By the time of Gauss, algebra had entered its modern phase. Attention shifted from solving
polynomial equations to studying the structure of abstract mathematical systems whose axioms were based on the behavior of mathematical objects, such as
complex numbers, that mathematicians encountered when studying polynomial equations. Two examples of such systems are
algebraic groups (
see Group) and
quaternions, which share some of the properties of number systems but also depart from them in important ways. Groups began as systems of permutations and combinations of roots of polynomials, but they became one of the chief unifying concepts of 19th-century mathematics. Important contributions to their study were made by the French mathematicians Galois and
Augustin Cauchy, the British mathematician Arthur Cayley, and the Norwegian mathematicians Niels Abel and Sophus Lie.
Quaternions were discovered by British mathematician and astronomer
William Rowan Hamilton, who extended the arithmetic of complex numbers to quaternions while complex numbers are of the form
a +
bi, quaternions are of the form
a +
bi +
cj +
dk.
Immediately after Hamilton's discovery, the German mathematician
Hermann Grassmann began investigating vectors.

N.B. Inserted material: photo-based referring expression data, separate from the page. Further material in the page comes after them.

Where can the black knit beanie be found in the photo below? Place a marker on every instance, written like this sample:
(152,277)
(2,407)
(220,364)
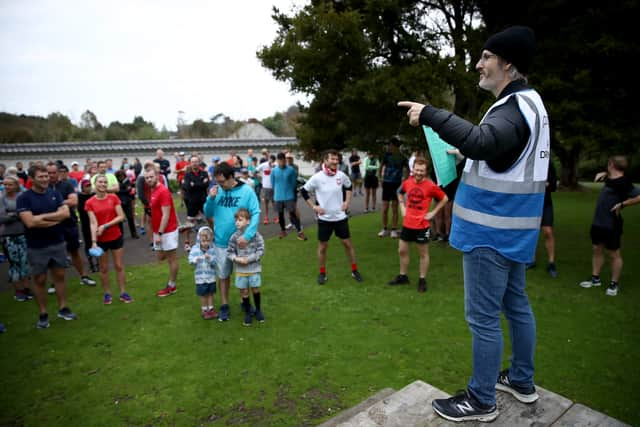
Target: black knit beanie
(515,45)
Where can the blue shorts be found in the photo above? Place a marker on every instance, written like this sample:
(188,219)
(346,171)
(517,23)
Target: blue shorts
(244,282)
(204,289)
(224,265)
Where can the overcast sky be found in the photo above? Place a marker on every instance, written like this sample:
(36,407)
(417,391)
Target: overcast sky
(152,58)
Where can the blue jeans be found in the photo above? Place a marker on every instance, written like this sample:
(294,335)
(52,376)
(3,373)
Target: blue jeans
(494,284)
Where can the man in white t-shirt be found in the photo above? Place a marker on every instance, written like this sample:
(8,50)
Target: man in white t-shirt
(264,171)
(327,185)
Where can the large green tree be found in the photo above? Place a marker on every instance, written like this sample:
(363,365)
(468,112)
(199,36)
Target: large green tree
(357,58)
(582,69)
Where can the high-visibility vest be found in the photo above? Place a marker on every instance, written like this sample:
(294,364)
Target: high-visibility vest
(503,210)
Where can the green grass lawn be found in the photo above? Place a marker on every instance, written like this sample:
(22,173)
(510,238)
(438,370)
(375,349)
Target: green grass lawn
(322,349)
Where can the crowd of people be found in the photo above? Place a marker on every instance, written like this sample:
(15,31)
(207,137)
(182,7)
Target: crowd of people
(493,214)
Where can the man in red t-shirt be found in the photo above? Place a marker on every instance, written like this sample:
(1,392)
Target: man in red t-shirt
(164,224)
(75,172)
(419,191)
(181,168)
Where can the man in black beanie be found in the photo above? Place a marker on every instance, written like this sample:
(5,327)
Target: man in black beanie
(496,220)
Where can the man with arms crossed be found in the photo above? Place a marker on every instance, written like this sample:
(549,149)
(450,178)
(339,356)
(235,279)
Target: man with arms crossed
(42,209)
(327,184)
(496,220)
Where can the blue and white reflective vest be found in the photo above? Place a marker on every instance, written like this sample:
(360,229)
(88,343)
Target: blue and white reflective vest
(503,210)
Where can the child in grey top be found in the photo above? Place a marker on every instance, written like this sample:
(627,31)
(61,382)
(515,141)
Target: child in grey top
(248,267)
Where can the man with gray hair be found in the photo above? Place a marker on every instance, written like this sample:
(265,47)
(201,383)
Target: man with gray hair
(496,220)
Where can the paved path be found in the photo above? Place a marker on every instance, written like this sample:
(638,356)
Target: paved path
(138,252)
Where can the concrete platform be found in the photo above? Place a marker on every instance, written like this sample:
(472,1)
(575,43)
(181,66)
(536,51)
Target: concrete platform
(411,407)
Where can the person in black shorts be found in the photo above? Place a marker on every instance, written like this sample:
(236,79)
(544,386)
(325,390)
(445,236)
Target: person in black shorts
(194,188)
(41,210)
(547,223)
(394,167)
(606,229)
(69,225)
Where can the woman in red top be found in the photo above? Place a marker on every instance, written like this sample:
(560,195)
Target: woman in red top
(105,213)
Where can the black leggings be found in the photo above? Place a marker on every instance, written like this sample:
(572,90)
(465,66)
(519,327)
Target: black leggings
(128,213)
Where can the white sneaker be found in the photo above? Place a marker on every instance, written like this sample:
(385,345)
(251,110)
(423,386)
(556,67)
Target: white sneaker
(589,283)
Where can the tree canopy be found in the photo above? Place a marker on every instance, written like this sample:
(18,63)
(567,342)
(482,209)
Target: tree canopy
(356,58)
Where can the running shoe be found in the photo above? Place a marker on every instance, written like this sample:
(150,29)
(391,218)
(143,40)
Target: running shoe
(87,281)
(107,300)
(400,279)
(322,278)
(523,394)
(166,291)
(464,407)
(66,314)
(224,313)
(43,321)
(20,296)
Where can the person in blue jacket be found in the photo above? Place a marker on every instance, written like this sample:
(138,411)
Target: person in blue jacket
(284,180)
(225,198)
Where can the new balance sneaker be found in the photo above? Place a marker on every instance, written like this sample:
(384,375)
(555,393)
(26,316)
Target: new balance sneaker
(224,313)
(464,407)
(252,309)
(107,300)
(165,292)
(590,283)
(551,269)
(66,314)
(247,319)
(43,321)
(523,394)
(322,278)
(383,233)
(87,281)
(400,279)
(20,296)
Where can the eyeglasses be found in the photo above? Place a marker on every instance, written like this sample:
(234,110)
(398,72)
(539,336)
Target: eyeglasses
(487,56)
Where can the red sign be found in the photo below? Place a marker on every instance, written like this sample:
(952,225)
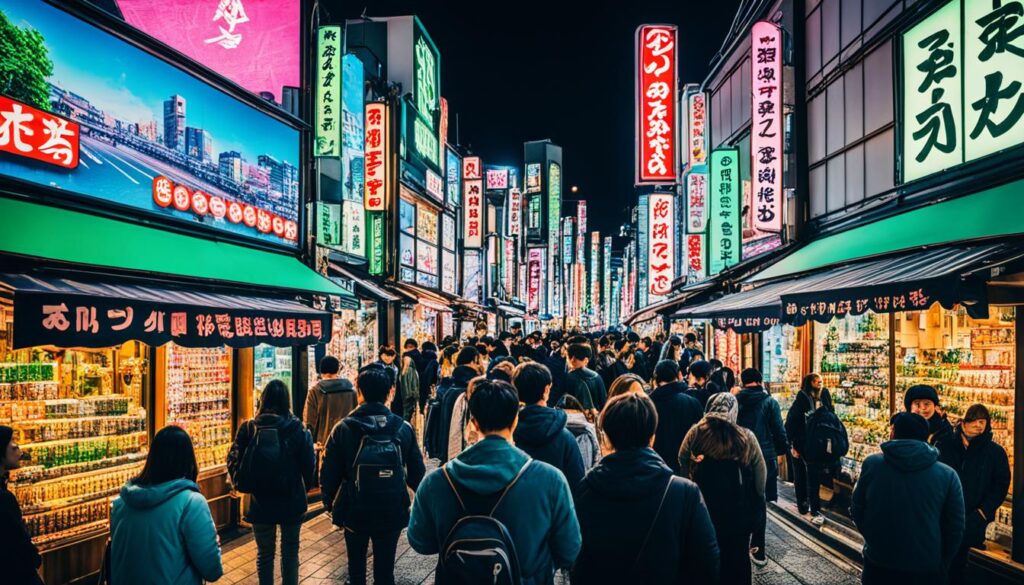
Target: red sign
(766,136)
(660,242)
(376,176)
(33,133)
(656,85)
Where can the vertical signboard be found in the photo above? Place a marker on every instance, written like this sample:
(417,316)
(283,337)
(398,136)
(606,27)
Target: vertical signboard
(657,160)
(724,225)
(766,133)
(328,141)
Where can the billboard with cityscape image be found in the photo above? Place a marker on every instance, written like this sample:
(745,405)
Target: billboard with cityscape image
(153,137)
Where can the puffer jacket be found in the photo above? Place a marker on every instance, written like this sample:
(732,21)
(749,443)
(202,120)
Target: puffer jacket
(163,535)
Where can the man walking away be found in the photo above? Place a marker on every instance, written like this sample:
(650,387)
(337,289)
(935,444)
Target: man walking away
(676,412)
(370,459)
(908,507)
(530,499)
(542,432)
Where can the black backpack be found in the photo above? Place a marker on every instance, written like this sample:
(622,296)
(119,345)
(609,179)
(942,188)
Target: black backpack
(824,440)
(479,548)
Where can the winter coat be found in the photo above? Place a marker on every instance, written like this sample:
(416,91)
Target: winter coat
(279,508)
(23,557)
(676,414)
(543,435)
(616,504)
(761,413)
(337,473)
(796,427)
(587,386)
(538,511)
(908,507)
(327,403)
(984,473)
(163,535)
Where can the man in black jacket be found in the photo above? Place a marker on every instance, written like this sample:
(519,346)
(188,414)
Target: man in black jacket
(676,412)
(542,431)
(342,497)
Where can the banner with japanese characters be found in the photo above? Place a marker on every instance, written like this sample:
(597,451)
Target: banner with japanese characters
(766,124)
(656,152)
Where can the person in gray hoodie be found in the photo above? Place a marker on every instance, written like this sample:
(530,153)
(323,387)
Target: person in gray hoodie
(162,532)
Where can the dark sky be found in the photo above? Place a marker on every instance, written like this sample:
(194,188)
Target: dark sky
(527,70)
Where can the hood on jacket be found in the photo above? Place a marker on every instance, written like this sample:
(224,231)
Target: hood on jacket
(909,455)
(539,425)
(144,497)
(628,474)
(487,466)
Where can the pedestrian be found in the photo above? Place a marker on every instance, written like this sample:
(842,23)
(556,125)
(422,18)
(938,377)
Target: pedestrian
(272,460)
(908,507)
(639,523)
(529,499)
(328,401)
(370,460)
(725,461)
(677,412)
(542,431)
(22,556)
(761,413)
(807,474)
(162,532)
(924,400)
(983,469)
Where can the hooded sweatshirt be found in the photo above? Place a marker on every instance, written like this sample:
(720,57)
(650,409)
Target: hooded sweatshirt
(543,435)
(616,504)
(537,510)
(909,508)
(163,535)
(328,402)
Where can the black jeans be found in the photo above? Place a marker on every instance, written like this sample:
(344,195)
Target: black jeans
(384,549)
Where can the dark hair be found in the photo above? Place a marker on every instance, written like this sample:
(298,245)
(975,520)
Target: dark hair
(330,365)
(530,380)
(171,457)
(667,371)
(275,399)
(374,384)
(494,405)
(629,421)
(751,376)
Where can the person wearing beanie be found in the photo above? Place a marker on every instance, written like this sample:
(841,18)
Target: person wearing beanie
(908,507)
(23,557)
(923,400)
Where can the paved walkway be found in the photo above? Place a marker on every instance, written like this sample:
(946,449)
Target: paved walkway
(793,559)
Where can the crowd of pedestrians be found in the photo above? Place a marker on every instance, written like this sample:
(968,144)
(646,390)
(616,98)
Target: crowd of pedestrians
(613,459)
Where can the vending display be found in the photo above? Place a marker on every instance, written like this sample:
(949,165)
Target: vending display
(80,417)
(199,400)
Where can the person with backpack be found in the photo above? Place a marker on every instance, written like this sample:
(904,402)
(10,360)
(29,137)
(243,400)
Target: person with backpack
(162,532)
(272,460)
(371,458)
(542,431)
(725,461)
(493,514)
(761,413)
(676,412)
(807,471)
(641,524)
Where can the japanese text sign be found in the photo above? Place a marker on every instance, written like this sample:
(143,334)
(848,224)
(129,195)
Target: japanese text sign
(376,172)
(655,112)
(766,133)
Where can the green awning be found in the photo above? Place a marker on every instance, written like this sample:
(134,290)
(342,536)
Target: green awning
(54,234)
(990,213)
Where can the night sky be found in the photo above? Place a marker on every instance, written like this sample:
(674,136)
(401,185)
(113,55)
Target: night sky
(547,70)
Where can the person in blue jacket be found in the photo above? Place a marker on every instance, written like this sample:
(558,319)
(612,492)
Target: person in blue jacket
(537,510)
(162,532)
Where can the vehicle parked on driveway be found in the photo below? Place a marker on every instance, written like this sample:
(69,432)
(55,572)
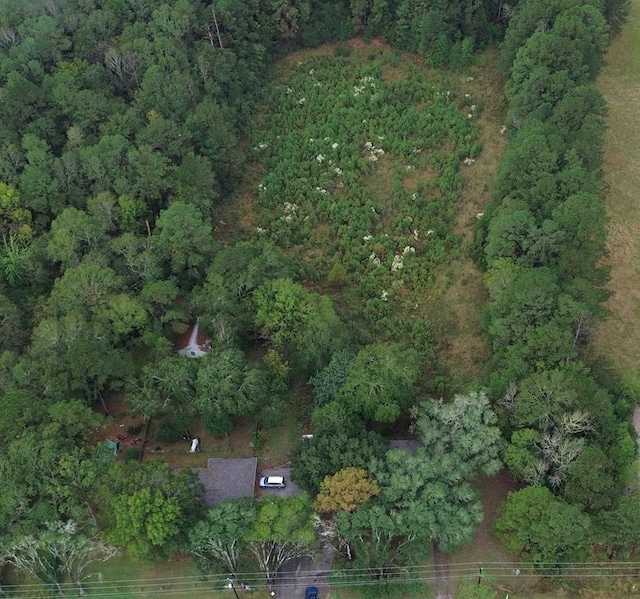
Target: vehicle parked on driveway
(272,482)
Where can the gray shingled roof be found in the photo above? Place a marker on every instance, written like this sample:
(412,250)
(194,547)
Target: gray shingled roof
(227,478)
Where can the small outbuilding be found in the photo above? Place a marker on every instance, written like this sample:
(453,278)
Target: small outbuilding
(193,343)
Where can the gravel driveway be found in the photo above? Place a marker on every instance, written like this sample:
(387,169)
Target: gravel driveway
(288,491)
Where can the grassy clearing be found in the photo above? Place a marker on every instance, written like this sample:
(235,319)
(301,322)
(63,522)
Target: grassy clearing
(453,294)
(619,337)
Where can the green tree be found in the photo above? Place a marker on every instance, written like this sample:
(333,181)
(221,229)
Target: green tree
(146,523)
(303,325)
(591,481)
(164,387)
(219,538)
(62,549)
(466,429)
(327,382)
(227,386)
(149,508)
(282,531)
(183,239)
(543,529)
(381,381)
(374,537)
(345,490)
(332,450)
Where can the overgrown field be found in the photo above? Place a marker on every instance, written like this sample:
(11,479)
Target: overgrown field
(619,336)
(365,171)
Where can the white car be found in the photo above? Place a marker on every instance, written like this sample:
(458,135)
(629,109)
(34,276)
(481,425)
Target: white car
(272,482)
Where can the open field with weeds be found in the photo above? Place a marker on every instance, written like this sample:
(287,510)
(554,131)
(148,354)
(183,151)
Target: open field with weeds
(618,338)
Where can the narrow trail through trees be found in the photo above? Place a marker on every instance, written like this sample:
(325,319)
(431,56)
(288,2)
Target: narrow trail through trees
(443,575)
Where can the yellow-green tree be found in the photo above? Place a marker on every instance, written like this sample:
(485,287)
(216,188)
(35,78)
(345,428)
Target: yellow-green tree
(345,490)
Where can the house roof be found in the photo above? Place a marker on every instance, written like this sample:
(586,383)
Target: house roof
(410,445)
(228,478)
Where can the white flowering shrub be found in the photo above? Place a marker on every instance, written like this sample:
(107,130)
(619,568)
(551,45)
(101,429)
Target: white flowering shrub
(343,152)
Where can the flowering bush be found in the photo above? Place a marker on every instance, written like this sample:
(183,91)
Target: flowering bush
(363,172)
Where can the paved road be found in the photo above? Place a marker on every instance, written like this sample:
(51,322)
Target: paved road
(295,576)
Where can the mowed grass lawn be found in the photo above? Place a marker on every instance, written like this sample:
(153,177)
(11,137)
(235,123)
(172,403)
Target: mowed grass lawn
(618,338)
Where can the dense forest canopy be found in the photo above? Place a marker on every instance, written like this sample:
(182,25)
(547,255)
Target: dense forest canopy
(127,125)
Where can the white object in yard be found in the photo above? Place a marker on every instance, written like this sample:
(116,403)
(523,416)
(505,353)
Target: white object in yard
(197,344)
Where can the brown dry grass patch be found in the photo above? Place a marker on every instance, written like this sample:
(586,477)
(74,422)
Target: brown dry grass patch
(618,338)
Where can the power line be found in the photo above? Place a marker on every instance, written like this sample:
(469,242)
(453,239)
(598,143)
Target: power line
(340,578)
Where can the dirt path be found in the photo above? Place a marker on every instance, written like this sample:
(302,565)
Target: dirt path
(619,81)
(443,573)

Despite its abstract character, American physicist J. W. Gibbs recognized in
vector algebra a system of great utility for physicists, just as Hamilton had recognized the usefulness of quaternions. The widespread influence of this abstract approach led
George Boole to write
The Laws of Thought (1854), an algebraic treatment of basic
logic. Since that time, modern algebra—also called
abstract algebra—has continued to develop. Important new results have been discovered, and the subject has found applications in all branches of mathematics and in many of the sciences as well.